Читать книгу The Complete Works of F. Scott Fitzgerald онлайн

135 страница из 1457

Pipes, as indispensible as the hard ration, were going in no time, and the sergeant continued as he blew a huge lungful of smoke towards the earth with incongruous supercaution.

“I fight because I like it, an’ God ain’t to blame for that, but when it’s death you’re talkin’ about I’ll tell you what I get an’ you don’t. Père Dupont gets in front of the Frenchies an’ he says:

Allons, mes enfants!’ fine! an’ Father O’Brien, he says: ‘Go on in byes and bate the Luther out o’ them’—great stuff! But can you see the Reverent Updike—Updike just out o’ Oxford, yellin’ ‘mix it up, chappies,’ or ‘soak ’em blokes’?—No, Captain, the best leader you ever get is a six-foot rowin’ man that thinks God’s got a seat in the House o’ Commons. All sportin’ men have to have a bunch o’ cheerin’ when they die. Give an Englishman four inches in the sportin’ page this side of the whistle an’ he’ll die happy—but not O’Flaherty.”

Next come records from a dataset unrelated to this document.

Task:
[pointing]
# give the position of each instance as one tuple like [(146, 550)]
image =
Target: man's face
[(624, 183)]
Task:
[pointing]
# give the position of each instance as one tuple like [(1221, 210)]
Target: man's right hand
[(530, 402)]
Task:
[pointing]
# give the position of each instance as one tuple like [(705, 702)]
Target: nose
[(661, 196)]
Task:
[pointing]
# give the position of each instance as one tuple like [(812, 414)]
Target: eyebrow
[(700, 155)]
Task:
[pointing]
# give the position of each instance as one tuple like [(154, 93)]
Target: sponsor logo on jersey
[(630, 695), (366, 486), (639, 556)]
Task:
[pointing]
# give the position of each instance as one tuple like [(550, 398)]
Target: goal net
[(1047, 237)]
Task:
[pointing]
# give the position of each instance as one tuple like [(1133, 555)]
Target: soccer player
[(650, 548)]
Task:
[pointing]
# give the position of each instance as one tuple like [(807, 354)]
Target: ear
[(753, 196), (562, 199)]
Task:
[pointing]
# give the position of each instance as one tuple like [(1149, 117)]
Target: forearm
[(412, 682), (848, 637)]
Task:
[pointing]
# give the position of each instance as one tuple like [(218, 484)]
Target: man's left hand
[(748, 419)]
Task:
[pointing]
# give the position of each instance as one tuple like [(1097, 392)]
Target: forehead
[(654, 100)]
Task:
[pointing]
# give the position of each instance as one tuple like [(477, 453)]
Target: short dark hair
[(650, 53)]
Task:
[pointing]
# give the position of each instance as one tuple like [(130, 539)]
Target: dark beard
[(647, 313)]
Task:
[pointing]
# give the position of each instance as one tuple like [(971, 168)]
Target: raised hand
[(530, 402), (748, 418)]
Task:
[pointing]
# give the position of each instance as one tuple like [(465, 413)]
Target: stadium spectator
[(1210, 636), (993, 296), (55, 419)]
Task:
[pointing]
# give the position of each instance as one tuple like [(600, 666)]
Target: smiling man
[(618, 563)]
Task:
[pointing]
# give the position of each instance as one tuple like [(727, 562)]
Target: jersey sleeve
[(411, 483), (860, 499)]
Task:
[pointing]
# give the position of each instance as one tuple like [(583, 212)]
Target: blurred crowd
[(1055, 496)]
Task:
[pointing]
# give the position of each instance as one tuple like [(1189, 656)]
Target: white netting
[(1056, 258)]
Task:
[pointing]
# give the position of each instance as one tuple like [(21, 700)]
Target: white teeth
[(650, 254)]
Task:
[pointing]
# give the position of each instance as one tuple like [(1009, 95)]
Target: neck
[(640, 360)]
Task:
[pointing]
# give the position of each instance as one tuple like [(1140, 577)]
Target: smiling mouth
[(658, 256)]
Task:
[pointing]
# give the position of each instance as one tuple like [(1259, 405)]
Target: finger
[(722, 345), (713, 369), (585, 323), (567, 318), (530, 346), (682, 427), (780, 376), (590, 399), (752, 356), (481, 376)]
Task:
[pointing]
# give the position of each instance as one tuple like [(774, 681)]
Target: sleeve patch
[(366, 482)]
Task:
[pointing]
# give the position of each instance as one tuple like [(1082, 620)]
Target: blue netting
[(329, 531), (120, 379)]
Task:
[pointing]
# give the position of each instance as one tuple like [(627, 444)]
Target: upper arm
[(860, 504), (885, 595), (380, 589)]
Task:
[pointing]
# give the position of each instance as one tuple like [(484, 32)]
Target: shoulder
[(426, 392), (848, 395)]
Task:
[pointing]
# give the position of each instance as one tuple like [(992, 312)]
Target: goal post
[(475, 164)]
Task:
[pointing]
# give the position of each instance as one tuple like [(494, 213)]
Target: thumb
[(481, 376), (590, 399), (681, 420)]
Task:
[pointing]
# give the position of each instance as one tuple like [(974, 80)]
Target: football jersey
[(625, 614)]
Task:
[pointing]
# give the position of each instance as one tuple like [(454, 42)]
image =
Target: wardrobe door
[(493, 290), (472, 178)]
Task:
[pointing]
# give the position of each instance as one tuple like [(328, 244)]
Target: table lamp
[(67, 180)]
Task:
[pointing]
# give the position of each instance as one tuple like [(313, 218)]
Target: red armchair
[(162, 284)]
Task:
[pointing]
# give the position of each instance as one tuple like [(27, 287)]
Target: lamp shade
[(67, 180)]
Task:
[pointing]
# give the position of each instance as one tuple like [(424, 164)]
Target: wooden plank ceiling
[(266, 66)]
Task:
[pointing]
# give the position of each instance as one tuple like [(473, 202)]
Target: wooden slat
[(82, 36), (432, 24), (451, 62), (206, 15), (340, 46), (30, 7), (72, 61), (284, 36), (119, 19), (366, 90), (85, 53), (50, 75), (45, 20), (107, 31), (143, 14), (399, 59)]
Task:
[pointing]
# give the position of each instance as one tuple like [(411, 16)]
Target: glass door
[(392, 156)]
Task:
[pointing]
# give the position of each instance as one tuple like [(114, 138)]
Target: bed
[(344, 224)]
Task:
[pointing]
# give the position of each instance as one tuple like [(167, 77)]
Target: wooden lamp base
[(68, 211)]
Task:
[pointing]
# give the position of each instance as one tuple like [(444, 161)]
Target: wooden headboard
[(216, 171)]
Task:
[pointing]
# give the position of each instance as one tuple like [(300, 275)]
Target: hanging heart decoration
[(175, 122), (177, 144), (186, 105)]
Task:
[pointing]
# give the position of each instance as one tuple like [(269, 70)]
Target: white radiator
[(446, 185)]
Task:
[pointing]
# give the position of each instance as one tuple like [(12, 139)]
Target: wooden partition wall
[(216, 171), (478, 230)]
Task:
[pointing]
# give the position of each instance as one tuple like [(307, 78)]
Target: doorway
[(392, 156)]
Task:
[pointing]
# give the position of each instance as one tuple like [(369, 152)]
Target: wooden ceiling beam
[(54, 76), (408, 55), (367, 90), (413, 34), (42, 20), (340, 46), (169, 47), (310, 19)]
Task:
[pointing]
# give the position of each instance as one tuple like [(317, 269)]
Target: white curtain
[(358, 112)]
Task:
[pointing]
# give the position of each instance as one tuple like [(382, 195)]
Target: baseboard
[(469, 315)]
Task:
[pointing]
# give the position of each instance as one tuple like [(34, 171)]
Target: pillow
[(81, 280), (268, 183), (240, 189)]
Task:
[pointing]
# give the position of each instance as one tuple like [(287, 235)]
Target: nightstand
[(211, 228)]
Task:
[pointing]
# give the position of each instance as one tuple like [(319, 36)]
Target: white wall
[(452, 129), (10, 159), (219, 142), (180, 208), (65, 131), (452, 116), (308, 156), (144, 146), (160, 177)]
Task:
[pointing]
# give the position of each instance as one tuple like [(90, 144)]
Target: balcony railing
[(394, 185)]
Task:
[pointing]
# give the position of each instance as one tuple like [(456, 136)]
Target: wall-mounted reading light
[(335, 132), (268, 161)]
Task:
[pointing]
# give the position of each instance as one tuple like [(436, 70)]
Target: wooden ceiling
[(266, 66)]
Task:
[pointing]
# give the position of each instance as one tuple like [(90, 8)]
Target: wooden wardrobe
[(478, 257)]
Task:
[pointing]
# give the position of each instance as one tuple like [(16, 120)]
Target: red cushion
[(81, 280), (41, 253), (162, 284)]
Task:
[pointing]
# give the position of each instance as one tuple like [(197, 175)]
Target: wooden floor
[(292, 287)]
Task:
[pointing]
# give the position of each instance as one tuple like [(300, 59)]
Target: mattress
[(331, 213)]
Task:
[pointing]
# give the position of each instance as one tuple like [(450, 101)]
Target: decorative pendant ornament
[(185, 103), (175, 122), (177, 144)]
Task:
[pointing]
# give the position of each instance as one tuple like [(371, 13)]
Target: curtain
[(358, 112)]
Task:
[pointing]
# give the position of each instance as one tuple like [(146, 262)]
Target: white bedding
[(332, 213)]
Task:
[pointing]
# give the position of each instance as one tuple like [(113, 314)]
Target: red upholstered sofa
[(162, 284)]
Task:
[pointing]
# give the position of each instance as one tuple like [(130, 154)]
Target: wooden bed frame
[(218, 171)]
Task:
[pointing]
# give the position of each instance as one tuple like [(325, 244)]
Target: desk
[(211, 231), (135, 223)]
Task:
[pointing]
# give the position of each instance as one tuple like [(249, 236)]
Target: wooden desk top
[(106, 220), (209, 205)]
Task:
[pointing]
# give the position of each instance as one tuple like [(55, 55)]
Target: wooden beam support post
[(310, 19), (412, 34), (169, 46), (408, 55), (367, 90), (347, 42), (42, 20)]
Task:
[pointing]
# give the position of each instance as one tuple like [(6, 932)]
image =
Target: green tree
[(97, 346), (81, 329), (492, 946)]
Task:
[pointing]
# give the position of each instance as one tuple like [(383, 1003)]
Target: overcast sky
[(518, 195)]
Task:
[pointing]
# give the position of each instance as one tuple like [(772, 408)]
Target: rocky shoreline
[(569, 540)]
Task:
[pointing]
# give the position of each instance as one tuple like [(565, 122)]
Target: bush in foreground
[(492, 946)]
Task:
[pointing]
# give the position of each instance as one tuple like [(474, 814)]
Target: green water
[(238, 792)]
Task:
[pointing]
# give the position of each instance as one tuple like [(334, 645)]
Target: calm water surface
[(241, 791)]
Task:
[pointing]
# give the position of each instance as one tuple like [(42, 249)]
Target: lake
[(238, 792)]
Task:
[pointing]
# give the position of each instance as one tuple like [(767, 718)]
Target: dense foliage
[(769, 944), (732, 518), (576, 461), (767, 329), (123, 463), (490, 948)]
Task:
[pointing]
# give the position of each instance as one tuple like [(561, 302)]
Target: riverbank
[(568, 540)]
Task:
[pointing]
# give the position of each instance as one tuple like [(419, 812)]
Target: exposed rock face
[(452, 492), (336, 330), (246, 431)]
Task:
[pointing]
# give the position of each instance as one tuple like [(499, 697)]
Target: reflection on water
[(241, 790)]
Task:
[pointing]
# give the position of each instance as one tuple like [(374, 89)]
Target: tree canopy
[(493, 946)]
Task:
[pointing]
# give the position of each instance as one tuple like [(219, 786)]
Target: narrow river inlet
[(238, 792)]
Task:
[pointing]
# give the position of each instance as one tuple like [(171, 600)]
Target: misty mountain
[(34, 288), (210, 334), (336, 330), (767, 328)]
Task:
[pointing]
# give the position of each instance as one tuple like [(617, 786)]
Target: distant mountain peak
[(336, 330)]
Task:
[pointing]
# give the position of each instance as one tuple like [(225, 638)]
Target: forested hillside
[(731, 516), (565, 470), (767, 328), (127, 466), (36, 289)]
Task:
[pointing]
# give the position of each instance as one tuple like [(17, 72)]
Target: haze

But Clay’s thoughts were far away. Half delirious, his mind wandered to Eleanor. He had thought of nothing else for a week, ever since their parting at Rochester, and so many new sides of what he had learned were opening up. He had suddenly realized about Dick and Eleanor; they must have been married to all intents and purposes. Of course Clay had written to Eleanor from Paris, asking her to marry him on his return, and just yesterday he had gotten a very short, very kind, but definite refusal. And he couldn’t understand at all.